OpenCV 1.1 K-Means Clustering in High Dimensional Spaces

Question

Hi

I am trying to write a bag of features system image recognition system. One step in the algorithm is to take a larger number of small image patches (say 7x7 or 11x11 pixels) and try to cluster them into groups that look similar. I get my patches from an image, turn them into gray-scale floating point image patches, and then try to get cvKMeans2 to cluster them for me. I think I am having problems formatting the input data such that KMeans2 returns coherent results. I have used KMeans for 2D and 3D clustering before but 49D clustering seems to be a different beast.

I keep getting garbage values for the returned clusters vector, so obviously this is a garbage in / garbage out type problem. Additionally the algorithm runs way faster than I think it should for such a huge data set.

In the code below the straight memcpy is only my latest attempt at getting the input data in the correct format, I spent a while using the built in OpenCV functions, but this is difficult when your base type is CV_32FC(49).

Can OpenCV 1.1's KMeans algorithm support this sort of high dimensional analysis?

Does someone know the correct method of copying from images to the K-Means input matrix?

Can someone point me to a free, Non-GPL KMeans algorithm I can use instead?

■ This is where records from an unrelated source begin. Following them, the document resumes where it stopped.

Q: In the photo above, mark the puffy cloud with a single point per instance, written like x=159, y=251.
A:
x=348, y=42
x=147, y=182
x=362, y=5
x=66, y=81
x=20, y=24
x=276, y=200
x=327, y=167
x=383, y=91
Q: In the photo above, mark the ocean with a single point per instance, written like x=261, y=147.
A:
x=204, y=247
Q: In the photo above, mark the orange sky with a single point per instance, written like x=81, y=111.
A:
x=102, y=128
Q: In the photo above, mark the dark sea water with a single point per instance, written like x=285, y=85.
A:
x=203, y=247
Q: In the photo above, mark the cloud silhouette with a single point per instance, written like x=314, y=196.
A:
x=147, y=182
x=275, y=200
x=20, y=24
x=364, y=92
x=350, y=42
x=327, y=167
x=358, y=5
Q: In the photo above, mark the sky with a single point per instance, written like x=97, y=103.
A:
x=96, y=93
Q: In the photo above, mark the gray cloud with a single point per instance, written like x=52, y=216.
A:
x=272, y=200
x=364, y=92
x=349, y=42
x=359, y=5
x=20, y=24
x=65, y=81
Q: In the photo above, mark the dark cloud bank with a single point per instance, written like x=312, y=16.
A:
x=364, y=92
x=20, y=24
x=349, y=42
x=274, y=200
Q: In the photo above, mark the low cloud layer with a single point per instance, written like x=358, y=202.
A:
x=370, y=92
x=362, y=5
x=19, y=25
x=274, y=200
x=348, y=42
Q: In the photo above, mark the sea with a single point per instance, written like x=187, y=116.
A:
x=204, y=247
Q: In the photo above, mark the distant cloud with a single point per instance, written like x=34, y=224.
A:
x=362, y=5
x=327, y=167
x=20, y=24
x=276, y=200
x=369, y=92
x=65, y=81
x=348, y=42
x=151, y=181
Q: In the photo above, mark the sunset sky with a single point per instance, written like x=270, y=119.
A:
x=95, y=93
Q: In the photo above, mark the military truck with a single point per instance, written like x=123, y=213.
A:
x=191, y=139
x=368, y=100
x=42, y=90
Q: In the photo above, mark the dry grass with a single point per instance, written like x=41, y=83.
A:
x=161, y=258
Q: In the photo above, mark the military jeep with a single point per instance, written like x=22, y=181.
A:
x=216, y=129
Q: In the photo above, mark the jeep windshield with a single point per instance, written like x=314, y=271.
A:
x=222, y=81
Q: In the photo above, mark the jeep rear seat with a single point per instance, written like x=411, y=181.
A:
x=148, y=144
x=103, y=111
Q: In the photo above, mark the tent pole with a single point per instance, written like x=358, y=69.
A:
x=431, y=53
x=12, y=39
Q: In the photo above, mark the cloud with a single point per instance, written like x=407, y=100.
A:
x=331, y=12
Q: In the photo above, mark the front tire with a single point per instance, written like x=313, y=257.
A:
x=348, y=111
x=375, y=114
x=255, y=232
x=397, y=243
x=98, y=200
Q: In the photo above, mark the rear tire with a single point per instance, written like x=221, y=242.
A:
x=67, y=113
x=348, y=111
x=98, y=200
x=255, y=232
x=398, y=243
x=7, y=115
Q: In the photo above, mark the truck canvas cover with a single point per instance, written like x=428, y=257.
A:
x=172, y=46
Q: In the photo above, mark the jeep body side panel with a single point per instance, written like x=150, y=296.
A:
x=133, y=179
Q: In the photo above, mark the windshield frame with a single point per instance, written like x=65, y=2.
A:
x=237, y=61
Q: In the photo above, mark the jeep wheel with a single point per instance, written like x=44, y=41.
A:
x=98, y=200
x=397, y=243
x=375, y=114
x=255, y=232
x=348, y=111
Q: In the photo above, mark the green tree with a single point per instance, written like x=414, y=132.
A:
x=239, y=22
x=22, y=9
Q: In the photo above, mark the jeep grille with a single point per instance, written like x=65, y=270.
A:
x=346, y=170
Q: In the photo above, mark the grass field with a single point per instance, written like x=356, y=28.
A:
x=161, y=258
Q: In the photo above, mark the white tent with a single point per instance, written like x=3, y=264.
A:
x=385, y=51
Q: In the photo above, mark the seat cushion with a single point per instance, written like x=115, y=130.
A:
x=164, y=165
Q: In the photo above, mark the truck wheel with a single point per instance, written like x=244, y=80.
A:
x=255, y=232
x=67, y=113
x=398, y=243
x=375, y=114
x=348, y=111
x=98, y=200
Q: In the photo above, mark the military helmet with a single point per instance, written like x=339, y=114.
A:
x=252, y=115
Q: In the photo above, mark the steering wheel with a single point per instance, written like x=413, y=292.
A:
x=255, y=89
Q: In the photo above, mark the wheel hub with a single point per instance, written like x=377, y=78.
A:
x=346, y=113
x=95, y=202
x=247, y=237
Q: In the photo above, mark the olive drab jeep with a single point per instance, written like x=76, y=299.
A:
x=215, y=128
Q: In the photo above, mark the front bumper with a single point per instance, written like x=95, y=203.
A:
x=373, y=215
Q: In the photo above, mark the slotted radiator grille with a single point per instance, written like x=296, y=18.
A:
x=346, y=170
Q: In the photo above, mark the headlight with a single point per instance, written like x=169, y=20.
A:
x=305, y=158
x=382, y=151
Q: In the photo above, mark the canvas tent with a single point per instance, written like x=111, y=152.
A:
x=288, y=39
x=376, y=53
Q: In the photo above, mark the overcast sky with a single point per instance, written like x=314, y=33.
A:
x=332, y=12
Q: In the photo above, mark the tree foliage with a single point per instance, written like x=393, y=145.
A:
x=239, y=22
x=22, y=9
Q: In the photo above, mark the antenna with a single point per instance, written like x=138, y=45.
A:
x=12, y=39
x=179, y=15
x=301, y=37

This isn't the best code as I am just trying to get things to work right now:

    std::vector<int> DoKMeans(std::vector<IplImage *>& chunks){
 // the size of one image patch, CELL_SIZE = 7
 int chunk_size = CELL_SIZE*CELL_SIZE*sizeof(float);
 // create the input data, CV_32FC(49) is 7x7 float object (I think)
 CvMat* data = cvCreateMat(chunks.size(),1,CV_32FC(49) );


 // Create a temporary vector to hold our data
 // we'll copy into the matrix for KMeans
 int rdsize = chunks.size()*CELL_SIZE*CELL_SIZE;
 float * rawdata = new float[rdsize];

 // Go through each image chunk and copy the 
 // pixel values into the raw data array.
 vector<IplImage*>::iterator iter;
 int k = 0;
 for( iter = chunks.begin(); iter != chunks.end(); ++iter )
 {

  for( int i =0; i < CELL_SIZE; i++)
  {
   for( int j=0; j < CELL_SIZE; j++)
   {
    CvScalar val;
    val = cvGet2D(*iter,i,j);
    rawdata[k] = (float)val.val[0];
    k++;
   }

  }
 }

 // Copy the data into the CvMat for KMeans
 // I have tried various methods, but this is just the latest.
 memcpy( data->data.ptr,rawdata,rdsize*sizeof(float));

 // Create the output array
 CvMat* results = cvCreateMat(chunks.size(),1,CV_32SC1);

 // Do KMeans
 int r = cvKMeans2(data, 128,results, cvTermCriteria(CV_TERMCRIT_EPS+CV_TERMCRIT_ITER, 1000, 0.1));

 // Copy the grouping information to our output vector
 vector<int> retVal;
 for( int y = 0; y < chunks.size(); y++ )
 {
  CvScalar cvs = cvGet1D(results, y);
  int g =  (int)cvs.val[0];
  retVal.push_back(g);
 }

 return retVal;}

Thanks in advance!

Answer 1

You might like to check out http://bonsai.ims.u-tokyo.ac.jp/~mdehoon/software/cluster/ for another open source clustering package.

Using memcpy like this seems suspect, because when you do:

 int rdsize = chunks.size()*CELL_SIZE*CELL_SIZE;

If CELL_SIZE and chunks.size() are very large you are creating something large in rdsize. If this is bigger than the largest storable integer you may have a problem.

Are you wanting to change "chunks" in this function? I'm guessing that you don't as this is a K-means problem.

So try passing by reference to const here. (And generally speaking this is what you will want to be doing)

so instead of:

std::vector<int> DoKMeans(std::vector<IplImage *>& chunks)

it would be:

std::vector<int> DoKMeans(const std::vector<IplImage *>& chunks)

Also in this case it is better to use static_cast than the old c style casts. (for example static_cast(variable) as opposed to (float)variable ).

Also you may want to delete "rawdata":

 float * rawdata = new float[rdsize];

can be deleted with:

delete[] rawdata;

otherwise you may be leaking memory here.

Answer 2

Though I'm not familiar with "bag of features", have you considered using feature points like corner detectors and SIFT?